I know many people can relate to this feeling. In fact, I have many friends who are currently going through this stage of life and my heart aches for them every time we talk about it. Whenever I would express these feelings to others, I’d usually get a response along the lines of “God knows what He is doing – He has a plan better than your plan – just wait.”
While all of those things are true, and I knew it at the time, they didn’t necessarily help my aching heart. It wasn’t until I learned to ‘recklessly’ trust in God’s faithfulness that the ache dulled. It was this trust in His faithfulness – trust that God is good, that He is who He says He is, that He is for me and not against me – that helped me be content in the stage of life prior to my marriage.
But where am I now? Married, yes. But am I finally content with this stage of life? Am I finally grateful and content – with no desire for more or the “next” – with all aspects of our relationship? I try to be, but the answer is sometimes no. While we are truly living some newlywed bliss, we catch ourselves sometimes focusing unnecessarily on what will come next.
When we are out and about in the beautiful city we live in, we often find ourselves gazing at all of the homes and picking out our “dream” one. We easily get caught up in conversations like “where are we going to be in 10 years?” and “when we have more money, we’ll…(insert x, y, or z)”. We have a list of “next purchases” that we think will help make our home more complete. Most of the time when we get caught up with conversations like this, we are picturing our future family when we have children, have been with our jobs for a while, and are hopefully homeowners.
While there isn’t necessarily anything wrong with looking toward the future, or planning ahead, we’ve found that right now these conversations lead us towards discontentment and ingratitude. When we are constantly thinking or talking about what is next for us, we fail to focus on the right now of our wonderful life together. We tend to be much less thankful for, and content with, what we have at this stage of life when we are always focused on the next stage.
And yet, we spent so long praying for and aching for this stage of our life together.

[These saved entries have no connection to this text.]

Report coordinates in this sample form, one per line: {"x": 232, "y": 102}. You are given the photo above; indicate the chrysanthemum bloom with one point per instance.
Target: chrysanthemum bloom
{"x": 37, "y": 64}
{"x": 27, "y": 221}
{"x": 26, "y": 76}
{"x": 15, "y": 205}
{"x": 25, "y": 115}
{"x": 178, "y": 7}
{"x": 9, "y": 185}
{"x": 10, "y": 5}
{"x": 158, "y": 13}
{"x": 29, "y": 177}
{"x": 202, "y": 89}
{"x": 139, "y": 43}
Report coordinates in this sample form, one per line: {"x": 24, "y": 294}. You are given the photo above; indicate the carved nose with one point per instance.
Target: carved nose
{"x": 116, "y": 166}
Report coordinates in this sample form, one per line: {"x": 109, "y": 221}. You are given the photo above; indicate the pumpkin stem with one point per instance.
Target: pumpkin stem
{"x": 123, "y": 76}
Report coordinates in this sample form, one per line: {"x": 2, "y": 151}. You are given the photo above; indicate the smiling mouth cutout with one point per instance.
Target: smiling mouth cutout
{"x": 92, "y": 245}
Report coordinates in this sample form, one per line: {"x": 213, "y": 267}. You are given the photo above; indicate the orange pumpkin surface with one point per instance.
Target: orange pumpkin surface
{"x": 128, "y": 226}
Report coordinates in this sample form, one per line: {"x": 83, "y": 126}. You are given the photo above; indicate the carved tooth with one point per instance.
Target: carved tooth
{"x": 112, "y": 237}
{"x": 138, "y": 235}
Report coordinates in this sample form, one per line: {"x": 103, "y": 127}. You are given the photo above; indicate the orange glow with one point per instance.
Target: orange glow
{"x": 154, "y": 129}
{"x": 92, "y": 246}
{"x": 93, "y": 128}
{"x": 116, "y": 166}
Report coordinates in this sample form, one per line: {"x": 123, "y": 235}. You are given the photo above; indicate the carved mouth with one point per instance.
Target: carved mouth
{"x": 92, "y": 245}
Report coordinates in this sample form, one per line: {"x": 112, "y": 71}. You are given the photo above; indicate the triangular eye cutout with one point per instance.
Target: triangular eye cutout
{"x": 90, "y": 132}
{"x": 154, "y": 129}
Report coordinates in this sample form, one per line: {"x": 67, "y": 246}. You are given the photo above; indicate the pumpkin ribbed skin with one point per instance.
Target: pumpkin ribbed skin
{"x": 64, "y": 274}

I don’t want to waste it, or miss it, or take it for granted because I’ve gone back to my old ways of not trusting in a God who is always faithful in the now. I don’t want to be ungrateful for this time that I’ve waited so long for because I’m looking again for the next. No, I want to savor this stage of our life together. I want to praise God for our life and be grateful for all of the wonderful blessings He has given us as newlyweds. I want to be content with what we have, and not miss out on God’s grace and faithfulness by being focused on what we don’t have.
So everyday, I remind myself again and again that God is faithful – He is who He says He is – and my path towards gratefulness and contentment is found in trusting in that truth.